Jan 21st, 2020
Jan 28th, 2020
By Barry Landy
On March 12, 2018, I published a short article on the Spiegel Sohmer Blog where I wrote:
The recent decision of the Quebec Court of Appeal in the case of Karam v. Estate of Yared is extremely important for all spouses who are or may become subject to Quebec family patrimony law. In some circumstances, this decision has opened the door for spouses to own what would otherwise be considered a family patrimony asset through an inter vivos trust, thereby avoiding the legally mandated division of family patrimony assets on death.
The facts of the case were relatively simple. The Karams moved to Quebec and became subject to family patrimony rules in 2011. They created an inter vivos trust for asset protection purposes and shortly thereafter, the trust became the owner of a multi-purpose building, including a portion of the building which became the family residence. Madame and the couple’s four children were the trust beneficiaries. Monsieur was the trustee. Monsieur was also named “elector”, which gave him the power at his discretion to appoint new beneficiaries, remove beneficiaries, or establish the value of each beneficiary's share. (Monsieur eventually signed another document renouncing these rights and powers.) When Madame died in 2015, her estate sued and made a claim for one-half of the value of the family residence, as if it had been purchased and belonged to Monsieur personally. Monsieur contested and argued that neither the trust nor the four (4) children as sole remaining beneficiaries of the trust, were subject to a family patrimony claim. He testified at trial that when the trust was created, it was for asset protection purposes, primarily for the benefit of the children and not to avoid the application of the family patrimony rules. This testimony was not contradicted. The Court of Appeal held that the property in question did not have to be taken into account in calculating the value of a family patrimony claim made by the heirs of Madame.
Unfortunately for Mr Karam, the Supreme Court of Canada disagreed. In a decision rendered December 12, 2019, the Court held that family residences kept in a trust are not, in principle, outside the scope of the composition of the family patrimony, because by referring to the rights which confer use of a family residence, the legislator intended to include in the family patrimony the type of living arrangements where spouses, without being owners in title, nonetheless are in control of the family residence. What was important, said the court, was to look at the circumstances and determine the level of control exercised by either spouse with respect to the residence.

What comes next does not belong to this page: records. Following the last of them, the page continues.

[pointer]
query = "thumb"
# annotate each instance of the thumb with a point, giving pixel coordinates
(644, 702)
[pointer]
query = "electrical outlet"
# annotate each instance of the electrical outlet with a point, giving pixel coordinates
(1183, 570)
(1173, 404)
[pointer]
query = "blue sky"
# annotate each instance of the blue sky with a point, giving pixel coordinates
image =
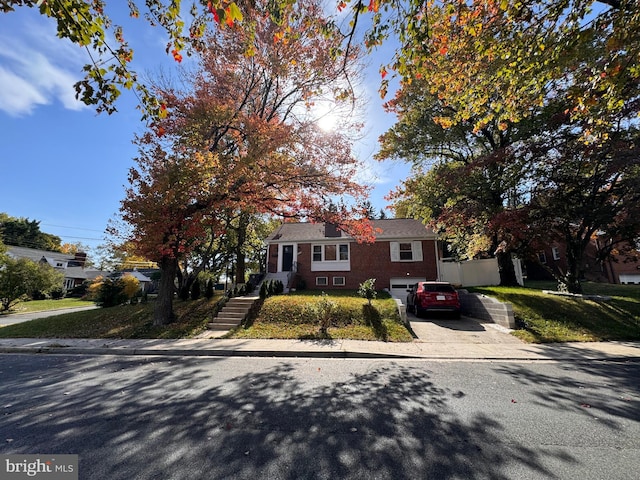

So consider the following scenario: Assume a second marriage. The husband and the wife have children from the first marriage. The husband has a friend settle a trust and that person becomes the sole trustee. The trust acquires a condominium. The terms of the trust are that the beneficiaries, namely the husband and wife, have the same and equal rights of use of the condominium during their lifetimes. At the death of the first spouse, the surviving spouse has a continuing right of use until his or her death. Upon the death of the last to die of both spouses, the trust capital automatically vests in the children of the husband.
Unlike the facts in Yared, in the above example, it is not immediately apparent nor is it intended that in fact the husband is exercising any control over the family residence.
Accordingly, it may well be that this type of trust arrangement be entirely viable and legitimate, especially where it is motivated, for example, by asset protection considerations.
While the court does have some discretion to deal with potential inequities created by the operation of the trust, in the above fact pattern, those inequities are not readily apparent.
All of which is to say that notwithstanding the decision of the Supreme Court of Canada in Yared, it certainly remains arguable that in the right circumstances, a properly structured trust may be a useful vehicle for holding residential immovable property.